Pasalnya, mogoknya mobil Presiden Jokowi tersebut dikait-kaitkan dengan kendaraan yang sebenarnya menjadi hak dari SBY sesuai dengan UU No 7 tahun 1978 Pasal 8 ayat 2 yang menyebutkan jika mantan Presiden dan Wakil Presiden berhak mendapatkan kendaraan.

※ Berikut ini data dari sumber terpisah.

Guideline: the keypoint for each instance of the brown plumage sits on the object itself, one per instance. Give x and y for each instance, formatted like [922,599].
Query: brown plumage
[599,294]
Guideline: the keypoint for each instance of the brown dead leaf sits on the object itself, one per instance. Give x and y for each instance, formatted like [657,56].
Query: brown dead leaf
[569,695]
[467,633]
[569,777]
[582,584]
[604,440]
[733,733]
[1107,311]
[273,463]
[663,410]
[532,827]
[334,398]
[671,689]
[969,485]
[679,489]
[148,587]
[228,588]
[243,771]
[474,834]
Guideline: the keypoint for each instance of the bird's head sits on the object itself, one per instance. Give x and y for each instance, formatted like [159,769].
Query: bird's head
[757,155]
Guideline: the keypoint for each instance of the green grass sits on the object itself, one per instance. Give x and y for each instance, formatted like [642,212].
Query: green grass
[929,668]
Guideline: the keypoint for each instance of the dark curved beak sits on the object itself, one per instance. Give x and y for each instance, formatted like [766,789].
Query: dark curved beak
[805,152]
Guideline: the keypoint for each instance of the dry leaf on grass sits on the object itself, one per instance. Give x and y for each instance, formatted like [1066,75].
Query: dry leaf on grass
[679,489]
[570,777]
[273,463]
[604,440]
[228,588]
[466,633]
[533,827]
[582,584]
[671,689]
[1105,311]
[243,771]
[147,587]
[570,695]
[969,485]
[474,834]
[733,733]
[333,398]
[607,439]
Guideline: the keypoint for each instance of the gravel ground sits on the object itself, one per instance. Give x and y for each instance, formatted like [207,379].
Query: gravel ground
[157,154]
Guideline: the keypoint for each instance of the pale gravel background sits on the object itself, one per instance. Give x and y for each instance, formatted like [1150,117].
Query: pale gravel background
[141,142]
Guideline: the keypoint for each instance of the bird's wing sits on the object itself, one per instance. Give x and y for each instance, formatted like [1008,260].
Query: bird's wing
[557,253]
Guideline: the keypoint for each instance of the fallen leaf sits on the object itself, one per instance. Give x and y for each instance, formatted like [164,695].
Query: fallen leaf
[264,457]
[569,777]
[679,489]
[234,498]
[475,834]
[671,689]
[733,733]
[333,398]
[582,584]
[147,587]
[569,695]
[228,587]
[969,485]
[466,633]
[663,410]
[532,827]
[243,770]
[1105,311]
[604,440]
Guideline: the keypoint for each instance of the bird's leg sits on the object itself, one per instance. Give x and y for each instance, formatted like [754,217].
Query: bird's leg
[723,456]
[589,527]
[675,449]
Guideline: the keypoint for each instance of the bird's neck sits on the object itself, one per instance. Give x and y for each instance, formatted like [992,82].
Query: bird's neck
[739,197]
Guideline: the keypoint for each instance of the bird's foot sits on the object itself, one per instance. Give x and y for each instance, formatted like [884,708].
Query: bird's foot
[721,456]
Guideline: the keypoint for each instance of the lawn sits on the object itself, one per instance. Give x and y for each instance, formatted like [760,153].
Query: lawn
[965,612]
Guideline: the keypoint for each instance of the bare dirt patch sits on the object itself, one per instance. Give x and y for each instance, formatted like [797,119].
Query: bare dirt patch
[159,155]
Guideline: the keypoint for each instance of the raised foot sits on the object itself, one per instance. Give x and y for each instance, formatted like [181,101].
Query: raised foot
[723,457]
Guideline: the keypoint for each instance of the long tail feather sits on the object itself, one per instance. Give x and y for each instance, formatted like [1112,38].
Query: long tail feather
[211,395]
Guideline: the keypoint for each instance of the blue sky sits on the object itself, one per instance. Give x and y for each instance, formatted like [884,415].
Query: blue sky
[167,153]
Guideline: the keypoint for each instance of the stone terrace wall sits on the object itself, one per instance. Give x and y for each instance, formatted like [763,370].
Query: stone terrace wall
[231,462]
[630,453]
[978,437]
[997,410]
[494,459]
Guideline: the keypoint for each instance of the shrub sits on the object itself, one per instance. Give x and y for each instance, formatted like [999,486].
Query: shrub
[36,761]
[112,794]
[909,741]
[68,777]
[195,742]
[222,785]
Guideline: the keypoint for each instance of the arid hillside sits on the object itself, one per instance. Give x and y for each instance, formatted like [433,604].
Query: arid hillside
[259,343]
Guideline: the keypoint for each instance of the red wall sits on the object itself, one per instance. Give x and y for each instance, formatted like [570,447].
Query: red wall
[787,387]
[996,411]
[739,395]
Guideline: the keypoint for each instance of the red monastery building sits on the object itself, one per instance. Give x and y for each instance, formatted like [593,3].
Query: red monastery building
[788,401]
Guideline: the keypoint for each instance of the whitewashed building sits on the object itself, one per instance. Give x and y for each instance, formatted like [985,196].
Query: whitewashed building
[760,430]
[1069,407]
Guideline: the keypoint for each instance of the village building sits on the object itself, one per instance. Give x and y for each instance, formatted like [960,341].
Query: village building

“Kasihan Presiden Joko Widodo kalau kendaraan resmi kenegaraannya sering trouble,” kata Roy melalui pesan singkat, Rabu (22/3/2017), dikutip dari tribunnews.com.

Meski demikian, Roy menyatakan jika SBY lebih kasihan lagi. Sebab sudah memang menjadi kewajiban negara menyediaan kendaraan bagi mantan Presiden.

Baca Juga: Ahok Menyebutkan Jika Jakarta Akan Punya Gubernur Baru Namanya Anies, Kalau….

Terlebih, Presiden Jokowi sebenarnya telah memiliki mobil baru Mercedes S-600 Maybach Limousine yang sekelas dengan mobil yang digunakan Raja Salman.

“Tapi mengapa masih naik mobil lama yang ujung-ujungnya mogok,” kata Mantan Menpora tersebut.

Ia kemudian menyindir masalah protokoler, kenapa harus membuat Presiden Jokowi menaiki mobil lama.

“Karena ini sebenarnya hanya masalah protokoler saja. Itu yang saya maksud kasihan Presiden Jokowi sudah ada mobil limousine kenapa tetap dinaikkan mobil yang lama,” katanya.

Ia kemudian kembali mengingatkan jika SBY sejatinya memiliki hak untuk medapatkan kendaraan dari negara sesuai dengan undang-undang yang berlaku.

“Jadi lebih kasihan lagi Pak SBY jadi disebut-sebut padahal justru itu hak beliau dari kewajiban negara berdasar UU,” tambah Roy Suryo.